Ce qui est sans doute le plus intéressant, ce sont les espaces, espaces de travail, espaces de loisir, espaces d'habitation, espaces de circulation qui apparaissent dans leur diversité : du taudis au palace, du vieux siheyuan ou du village traditionnel convoités par la spéculation immobilière aux immeubles confortables des classes moyennes, des banlieues sans âme aux centres rutilants ou aux quartiers résidentiels dessinés par d'audacieux architectes. On montre beaucoup de choses, même si on ne montre pas tout : dans l'industrie, pas d'ateliers sordides pour le moment, mais de grandes entreprises ; à la campagne fermes insalubres et entreprises agro-industrielles se partagent assez équitablement l'écran ; en ville, salons de coiffure ou d'esthéticienne, boîtes de nuit, bars branchés ou cabinets médicaux, cités universitaires, hôpitaux et même prisons sont représentés.

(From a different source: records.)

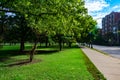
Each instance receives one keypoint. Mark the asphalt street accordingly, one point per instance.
(111, 50)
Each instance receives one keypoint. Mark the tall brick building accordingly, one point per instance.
(111, 25)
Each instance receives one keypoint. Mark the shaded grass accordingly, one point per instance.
(65, 65)
(69, 64)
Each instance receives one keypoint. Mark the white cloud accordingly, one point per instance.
(95, 5)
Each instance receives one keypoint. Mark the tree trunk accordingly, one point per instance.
(33, 51)
(70, 43)
(46, 42)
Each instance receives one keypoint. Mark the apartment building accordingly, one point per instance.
(111, 24)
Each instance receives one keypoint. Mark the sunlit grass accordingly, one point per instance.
(68, 64)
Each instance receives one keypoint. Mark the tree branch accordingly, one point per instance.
(40, 14)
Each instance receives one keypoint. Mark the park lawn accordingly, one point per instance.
(68, 64)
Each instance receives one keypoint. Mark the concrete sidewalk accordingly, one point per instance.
(107, 65)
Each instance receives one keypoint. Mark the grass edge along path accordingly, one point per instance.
(92, 69)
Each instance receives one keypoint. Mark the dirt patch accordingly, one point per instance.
(23, 62)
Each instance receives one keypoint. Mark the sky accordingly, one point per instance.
(99, 8)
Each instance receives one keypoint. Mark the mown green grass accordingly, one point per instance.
(68, 64)
(65, 65)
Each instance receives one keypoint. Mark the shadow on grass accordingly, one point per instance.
(7, 54)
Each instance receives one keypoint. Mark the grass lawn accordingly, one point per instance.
(69, 64)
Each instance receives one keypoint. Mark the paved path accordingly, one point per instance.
(108, 66)
(111, 50)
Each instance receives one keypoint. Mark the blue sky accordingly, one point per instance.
(99, 8)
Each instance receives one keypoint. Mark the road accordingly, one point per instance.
(111, 50)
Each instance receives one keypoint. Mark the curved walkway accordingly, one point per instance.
(107, 65)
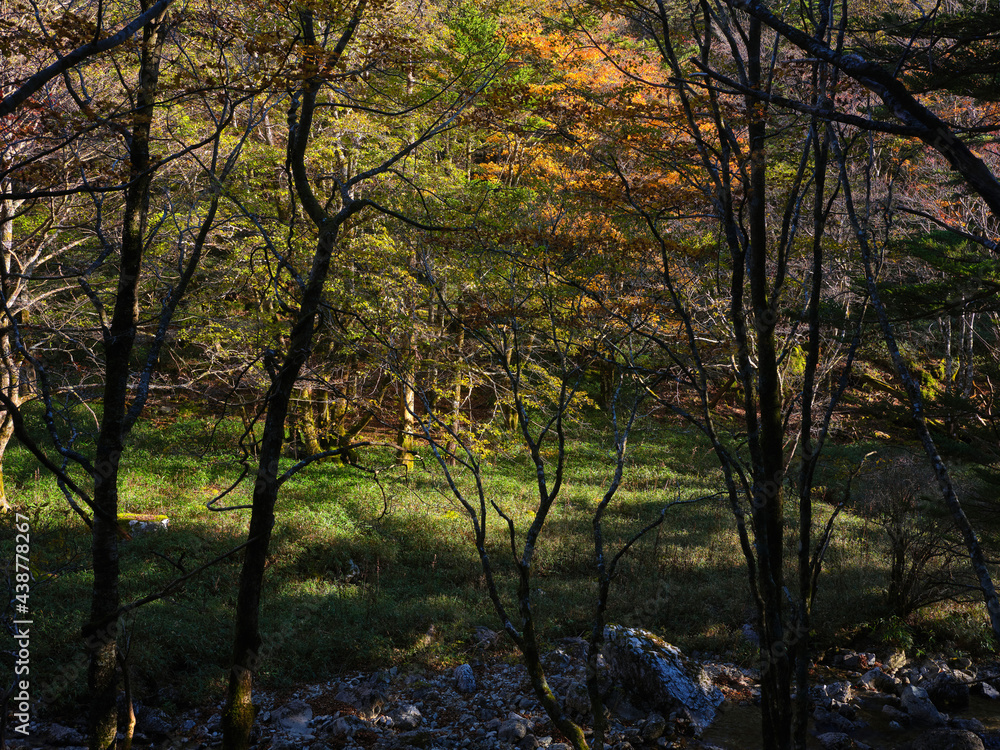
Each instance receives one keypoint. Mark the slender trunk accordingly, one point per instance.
(307, 421)
(914, 395)
(769, 462)
(405, 438)
(238, 714)
(119, 340)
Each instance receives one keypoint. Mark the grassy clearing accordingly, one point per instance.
(365, 574)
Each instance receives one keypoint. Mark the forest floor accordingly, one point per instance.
(373, 570)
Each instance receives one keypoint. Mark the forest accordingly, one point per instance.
(406, 318)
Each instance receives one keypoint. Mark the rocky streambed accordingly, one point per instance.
(656, 698)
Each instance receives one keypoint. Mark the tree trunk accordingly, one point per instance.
(119, 340)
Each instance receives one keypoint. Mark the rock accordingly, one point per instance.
(513, 730)
(465, 679)
(835, 741)
(144, 523)
(832, 722)
(895, 714)
(858, 662)
(654, 728)
(895, 660)
(947, 692)
(484, 638)
(750, 635)
(948, 739)
(919, 707)
(58, 735)
(406, 716)
(969, 725)
(154, 723)
(876, 679)
(346, 726)
(657, 674)
(837, 691)
(294, 717)
(986, 690)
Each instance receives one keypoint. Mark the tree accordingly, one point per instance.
(112, 243)
(321, 66)
(921, 122)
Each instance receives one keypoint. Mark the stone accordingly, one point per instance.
(986, 690)
(294, 717)
(835, 741)
(895, 714)
(654, 728)
(948, 739)
(154, 723)
(895, 660)
(919, 707)
(657, 674)
(840, 692)
(970, 725)
(57, 734)
(947, 692)
(406, 716)
(513, 730)
(876, 679)
(465, 679)
(832, 722)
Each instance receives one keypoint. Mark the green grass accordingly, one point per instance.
(419, 589)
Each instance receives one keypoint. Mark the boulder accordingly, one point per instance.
(406, 716)
(513, 730)
(948, 739)
(876, 679)
(657, 675)
(986, 690)
(919, 708)
(294, 717)
(948, 692)
(835, 741)
(465, 679)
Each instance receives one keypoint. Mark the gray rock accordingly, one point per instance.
(832, 722)
(154, 723)
(346, 726)
(835, 741)
(840, 692)
(876, 679)
(948, 692)
(513, 730)
(654, 728)
(948, 739)
(969, 725)
(895, 714)
(406, 716)
(986, 690)
(657, 674)
(57, 734)
(919, 708)
(895, 660)
(465, 679)
(294, 717)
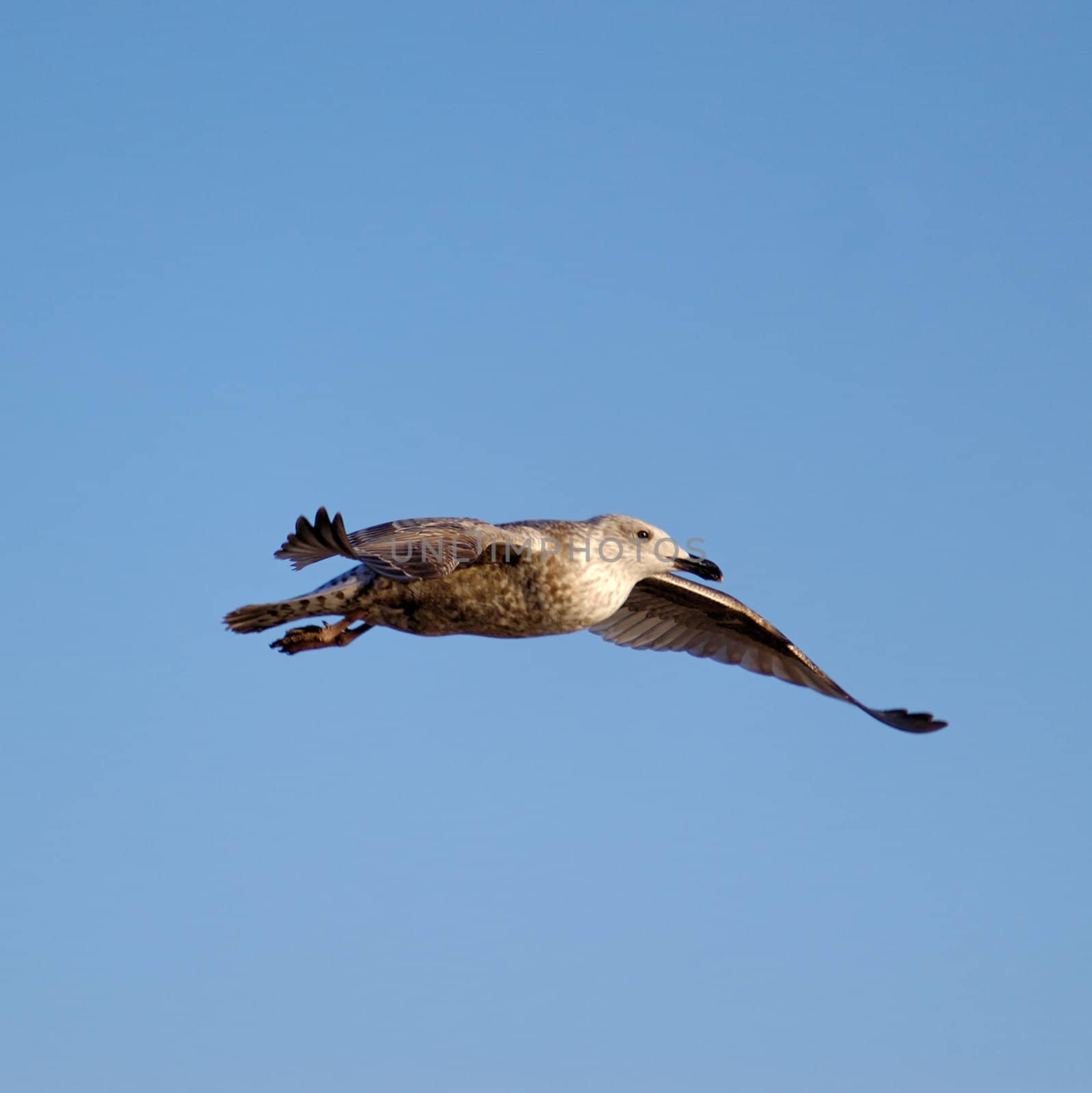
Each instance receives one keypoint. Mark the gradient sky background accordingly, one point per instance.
(810, 282)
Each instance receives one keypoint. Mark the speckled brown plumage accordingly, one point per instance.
(611, 575)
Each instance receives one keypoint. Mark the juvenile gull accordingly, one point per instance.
(614, 575)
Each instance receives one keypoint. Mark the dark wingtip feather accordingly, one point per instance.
(906, 721)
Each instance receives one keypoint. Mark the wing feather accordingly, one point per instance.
(671, 613)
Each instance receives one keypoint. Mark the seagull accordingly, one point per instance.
(616, 577)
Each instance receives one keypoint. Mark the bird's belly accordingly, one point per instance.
(521, 600)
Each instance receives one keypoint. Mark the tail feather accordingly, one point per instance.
(312, 542)
(340, 596)
(258, 617)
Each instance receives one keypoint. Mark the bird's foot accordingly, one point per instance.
(318, 637)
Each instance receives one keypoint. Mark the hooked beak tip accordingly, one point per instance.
(700, 568)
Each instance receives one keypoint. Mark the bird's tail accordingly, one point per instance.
(336, 597)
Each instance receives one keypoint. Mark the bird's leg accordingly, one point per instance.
(319, 637)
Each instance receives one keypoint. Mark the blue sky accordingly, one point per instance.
(809, 282)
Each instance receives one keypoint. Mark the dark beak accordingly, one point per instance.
(700, 568)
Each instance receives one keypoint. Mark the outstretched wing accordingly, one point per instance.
(402, 550)
(671, 613)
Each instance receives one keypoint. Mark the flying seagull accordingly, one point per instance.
(614, 575)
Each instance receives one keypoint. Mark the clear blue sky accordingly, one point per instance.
(810, 282)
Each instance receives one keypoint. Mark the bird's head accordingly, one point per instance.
(646, 550)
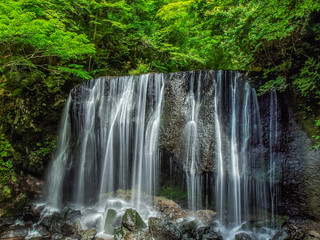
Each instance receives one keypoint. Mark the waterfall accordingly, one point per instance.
(56, 173)
(240, 187)
(191, 150)
(112, 142)
(273, 155)
(109, 140)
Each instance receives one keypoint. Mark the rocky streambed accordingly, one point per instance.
(169, 221)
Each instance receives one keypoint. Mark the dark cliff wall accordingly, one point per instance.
(297, 177)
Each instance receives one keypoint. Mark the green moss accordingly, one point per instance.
(174, 193)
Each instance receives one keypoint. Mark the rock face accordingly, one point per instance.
(132, 220)
(298, 178)
(297, 167)
(175, 115)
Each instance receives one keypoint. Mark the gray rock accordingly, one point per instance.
(57, 236)
(162, 230)
(281, 235)
(243, 236)
(132, 220)
(89, 234)
(110, 221)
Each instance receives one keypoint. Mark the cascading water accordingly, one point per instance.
(240, 185)
(57, 168)
(109, 140)
(191, 150)
(273, 155)
(112, 143)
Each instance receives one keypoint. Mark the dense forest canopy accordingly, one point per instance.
(49, 46)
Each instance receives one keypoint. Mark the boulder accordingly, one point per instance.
(89, 234)
(243, 236)
(162, 230)
(110, 221)
(205, 216)
(132, 220)
(169, 208)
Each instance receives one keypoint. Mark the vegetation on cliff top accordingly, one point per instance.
(47, 47)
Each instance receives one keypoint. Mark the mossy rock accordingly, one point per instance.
(132, 220)
(89, 234)
(110, 220)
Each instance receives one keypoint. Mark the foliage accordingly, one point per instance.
(316, 137)
(173, 193)
(7, 175)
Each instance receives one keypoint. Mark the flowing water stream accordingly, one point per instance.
(109, 140)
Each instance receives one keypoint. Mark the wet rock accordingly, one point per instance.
(52, 222)
(281, 235)
(76, 228)
(132, 220)
(188, 228)
(42, 231)
(169, 208)
(15, 232)
(110, 221)
(314, 234)
(71, 216)
(205, 216)
(162, 230)
(31, 213)
(244, 236)
(57, 236)
(141, 235)
(89, 234)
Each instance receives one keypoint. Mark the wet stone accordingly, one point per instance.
(132, 220)
(163, 230)
(243, 236)
(110, 221)
(57, 236)
(89, 234)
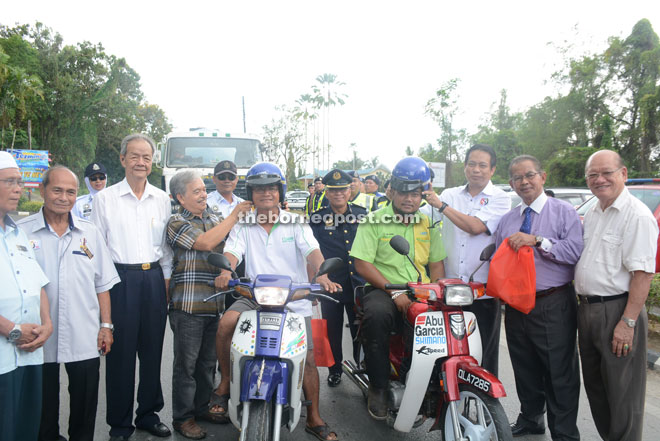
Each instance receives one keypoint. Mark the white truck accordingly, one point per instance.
(201, 149)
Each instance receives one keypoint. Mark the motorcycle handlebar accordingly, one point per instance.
(396, 286)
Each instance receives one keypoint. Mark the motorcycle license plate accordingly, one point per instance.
(430, 334)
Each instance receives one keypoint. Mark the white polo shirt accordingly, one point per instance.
(463, 249)
(283, 252)
(621, 239)
(134, 229)
(75, 280)
(220, 205)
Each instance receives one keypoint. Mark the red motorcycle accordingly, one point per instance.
(444, 380)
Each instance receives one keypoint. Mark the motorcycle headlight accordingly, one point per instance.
(458, 295)
(271, 295)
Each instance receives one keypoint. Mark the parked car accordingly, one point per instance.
(574, 196)
(647, 191)
(296, 199)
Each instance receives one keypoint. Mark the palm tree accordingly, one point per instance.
(326, 95)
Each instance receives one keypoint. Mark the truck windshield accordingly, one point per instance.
(207, 152)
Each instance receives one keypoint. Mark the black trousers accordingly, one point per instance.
(542, 346)
(83, 396)
(489, 319)
(20, 403)
(333, 313)
(139, 313)
(381, 319)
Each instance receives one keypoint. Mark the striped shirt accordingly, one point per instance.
(190, 270)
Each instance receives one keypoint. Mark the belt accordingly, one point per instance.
(600, 299)
(547, 292)
(138, 266)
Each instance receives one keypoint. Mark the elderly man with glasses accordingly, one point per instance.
(542, 344)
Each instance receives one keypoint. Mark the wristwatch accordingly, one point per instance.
(539, 241)
(15, 334)
(630, 322)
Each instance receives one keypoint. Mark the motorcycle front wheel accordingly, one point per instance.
(260, 421)
(480, 417)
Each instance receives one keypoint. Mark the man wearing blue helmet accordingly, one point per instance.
(379, 264)
(272, 241)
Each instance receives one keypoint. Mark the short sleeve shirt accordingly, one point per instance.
(191, 271)
(283, 251)
(79, 266)
(20, 297)
(372, 244)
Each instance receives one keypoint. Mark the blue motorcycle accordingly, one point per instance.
(268, 351)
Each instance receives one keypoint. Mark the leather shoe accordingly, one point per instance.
(518, 429)
(377, 403)
(189, 428)
(334, 380)
(159, 429)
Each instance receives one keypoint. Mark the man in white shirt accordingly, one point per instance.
(471, 215)
(612, 279)
(278, 242)
(132, 217)
(77, 262)
(25, 323)
(96, 178)
(222, 201)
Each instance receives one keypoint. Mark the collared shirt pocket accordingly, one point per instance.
(611, 252)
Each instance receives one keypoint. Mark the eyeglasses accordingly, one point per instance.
(265, 189)
(9, 183)
(606, 175)
(225, 177)
(529, 176)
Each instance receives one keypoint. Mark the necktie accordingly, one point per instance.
(526, 227)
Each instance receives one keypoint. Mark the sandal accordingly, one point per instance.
(321, 432)
(217, 416)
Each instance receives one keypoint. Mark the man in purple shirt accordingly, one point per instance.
(542, 344)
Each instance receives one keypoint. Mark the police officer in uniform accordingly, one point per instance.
(334, 227)
(96, 179)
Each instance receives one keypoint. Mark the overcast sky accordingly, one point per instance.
(196, 59)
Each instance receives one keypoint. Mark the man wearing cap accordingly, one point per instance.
(24, 318)
(334, 228)
(317, 200)
(472, 213)
(78, 264)
(96, 178)
(132, 216)
(363, 200)
(222, 201)
(612, 280)
(371, 184)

L'espace domestique est évidemment présent avec son mobilier, sa décoration, qui varient selon les milieux sociaux et culturels. Je n'avais jamais vu de kang dans les films chinois, je l'ai découvert, avec tous les meubles qui lui sont associés, dans
Eaux claires sous un ciel pur.
Les intrigues n'ont, la plupart du temps, guère d'intérêt pour moi, sinon en tant qu'elles témoignent de l'idéologie officielle ou de la marge de contestation que peuvent se permettre les réalisateurs ; ce qui m'intéresse, ce sont ces images qui ne peuvent pas être tout à fait mensongères.
Mais au-delà de la réalité contemporaine de la Chine, qui change à toute vitesse, ce qui m'intéresse dans les feuilletons, c'est ce qui relève de la longue durée ; ce sont
les manières de faire et les manières de dire,
la gestuelle, les
jeux d'enfants, les usages qui résistent au temps et qui nous révèlent l'âme de cette merveilleuse civilisation.